「疾走する青春の絶望ジャンクフード 非日常編」 (Shissou Suru Seishun no Zetsubou Janku Fudo Hi Nichijou Hen )
“Despair Soup for the Teenage Soul (Ab) Normal Days”
The show’s having a bit of fun with the layered mystery of this particular trial; there’s the confusion surrounding the identity of the victim on top of the usual finger-pointing to smoke out the culprit. Least of all is that the two characters under heavy fire this time are the two most of us are heavily invested into; Naegi and Kirigiri. I really liked the dynamic between the two, or what little there was of it anyway; there’s been a terse, unstated trust between the two of them, and this trial was the point where it was being put to the test. And honestly, that tension would’ve made for a really fun trial, if it wasn’t squeezed to make fit half an episode’s length.
Going into the trial, my prime suspect of the case of Kirigiri; from the start of the episode, she consistently made suspicious remarks about a “do-or-die” moment for her and that if they executed her, they wouldn’t be able to solve the school’s mysteries. With the going-ons it did seem that she was somehow implicit in the murder, but was denying her guilt with the reasoning of being the only one capable of opposing the mastermind. There’s the typical conumdrum at this point, if it was necessary to sacrifice people in order for Kirigiri to continue on opposing the mastermind.
I should’ve seen the red herrings for what they were; when Monobear starting pushing for the votes to be counted, that’s when things took a turn for the interesting. It’s not like the mastermind to personally intervene in the proceedings, but as the previous case showed there seems to be a growing desperation to the mastermind’s actions. All of these incongruences in circumstance and evidence eventually came to point towards the trial being rigged, and was pretty much the point where my woefully mistaken theories from last episode all fell so gloriously apart. It became not a question of who the culprit really was, but who is going to end up the victim; but you wouldn’t actually have gotten a sense of that until the latter half of the trial, which I thought was a pretty clever narrative turn.

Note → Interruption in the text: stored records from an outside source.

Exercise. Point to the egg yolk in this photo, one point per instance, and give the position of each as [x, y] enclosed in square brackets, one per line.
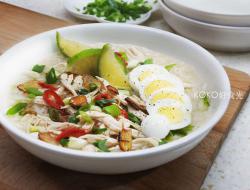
[156, 85]
[166, 95]
[145, 75]
[173, 114]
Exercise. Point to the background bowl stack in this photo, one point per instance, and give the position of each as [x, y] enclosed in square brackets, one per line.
[221, 25]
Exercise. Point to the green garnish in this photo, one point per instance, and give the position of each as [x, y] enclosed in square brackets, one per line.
[184, 131]
[134, 118]
[102, 145]
[167, 139]
[112, 110]
[85, 117]
[73, 119]
[104, 102]
[54, 114]
[16, 108]
[97, 130]
[64, 142]
[33, 92]
[206, 100]
[51, 77]
[92, 87]
[147, 61]
[38, 68]
[169, 67]
[117, 10]
[82, 91]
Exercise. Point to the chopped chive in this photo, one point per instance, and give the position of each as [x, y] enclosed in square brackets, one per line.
[51, 77]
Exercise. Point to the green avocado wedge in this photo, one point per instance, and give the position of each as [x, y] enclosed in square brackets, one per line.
[111, 69]
[67, 47]
[84, 62]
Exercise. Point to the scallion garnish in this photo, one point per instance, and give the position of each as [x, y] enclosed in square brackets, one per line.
[51, 77]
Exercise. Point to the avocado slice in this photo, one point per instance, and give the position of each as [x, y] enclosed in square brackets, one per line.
[67, 47]
[84, 62]
[112, 69]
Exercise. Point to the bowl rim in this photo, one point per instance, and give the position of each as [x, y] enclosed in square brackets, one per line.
[8, 125]
[198, 22]
[203, 12]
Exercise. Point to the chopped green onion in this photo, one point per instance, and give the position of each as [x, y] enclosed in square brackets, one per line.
[97, 130]
[38, 68]
[64, 142]
[167, 139]
[34, 92]
[82, 91]
[134, 118]
[104, 102]
[147, 61]
[54, 114]
[102, 145]
[92, 87]
[169, 67]
[85, 117]
[85, 107]
[112, 110]
[184, 131]
[16, 108]
[51, 77]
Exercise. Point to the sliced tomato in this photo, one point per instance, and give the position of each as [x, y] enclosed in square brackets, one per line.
[53, 99]
[47, 86]
[71, 132]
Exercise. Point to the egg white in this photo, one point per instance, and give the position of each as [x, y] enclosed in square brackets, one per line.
[136, 75]
[156, 126]
[171, 105]
[175, 84]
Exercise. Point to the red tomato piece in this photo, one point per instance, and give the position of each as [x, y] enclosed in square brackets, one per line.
[47, 86]
[53, 99]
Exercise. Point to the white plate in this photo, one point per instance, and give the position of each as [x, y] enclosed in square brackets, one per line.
[72, 6]
[218, 37]
[222, 12]
[24, 55]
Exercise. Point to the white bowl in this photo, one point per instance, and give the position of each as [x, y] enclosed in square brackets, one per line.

At the very end of the trial, there comes a point where Naegi decides not to call out a contradiction in Kirigiri’s statement, choosing to believe in their bond of trust…only to be betrayed by Kirigiri’s own accusation: That a sleigh of hand by Naegi had shifted suspicion away from himself. It’s a twisted situation after Naegi had been betrayed by Maizono once before, and Monobear promptly calls an end to the trial for Naegi to be voted and punished.
It’s all well and good; I wanted to see the characters placed in more of these ambiguous, twisted situations from the show, and boy did this trial deliver. But at the same time, it is also in episodes like this where the pacing and narrative issues of Danganronpa seems to hit the hardest. I already mentioned before how detriment the shotgun approach to the trials are especially when it feels as rushed as this one; the explanations of Kirigiri and Naegi’s supposed guilt flies over one’s head more often than not. It’s a shame that the trial was shortened to half an episode; the end of the trial came incredibly abruptly, and there wasn’t enough a time to build the case sufficiently for Kirigiri’s betrayal of Naegi’s trust in her, whether that had always been the plan, or was an unavoidable decision brought about by the circumstance of the rigged trial. It’s fair to assume that she did so knowing he’ll die; Alter Ego’s unplanned appearance in saving Naegi was as surprising to Monobear as it was to the students.
Obviously, since this the endgame, this trial seems intrinsically tied to the rest of the mystery of the killing game; something that Monobear more or less confirms by the end of the episode as well, where he issues an ultimatum to Naegi and Kirigiri to unravel the remaining mysteries of the school. The second half of the episodes seems to be all setting up for one last trial that will pit the students against Monobear, and starts by answering one question everyone’s had since the start of the show; Kirigiri’s power is, predictably, that of a super duper high school detective. It’s also revealed that the principal of the school is her father, hence the belief that he was not responsible for the killing game.
Honestly speaking, I don’t see how holding back these bits of information had a thing to do with the ultimate mystery of the school; they seem rather inconsequential in the grand scheme of things, especially with many viewers more or less figuring out Kirigiri’s student classification within the first few episodes. With two episode left, I suppose we’ll find out how significant it is soon enough.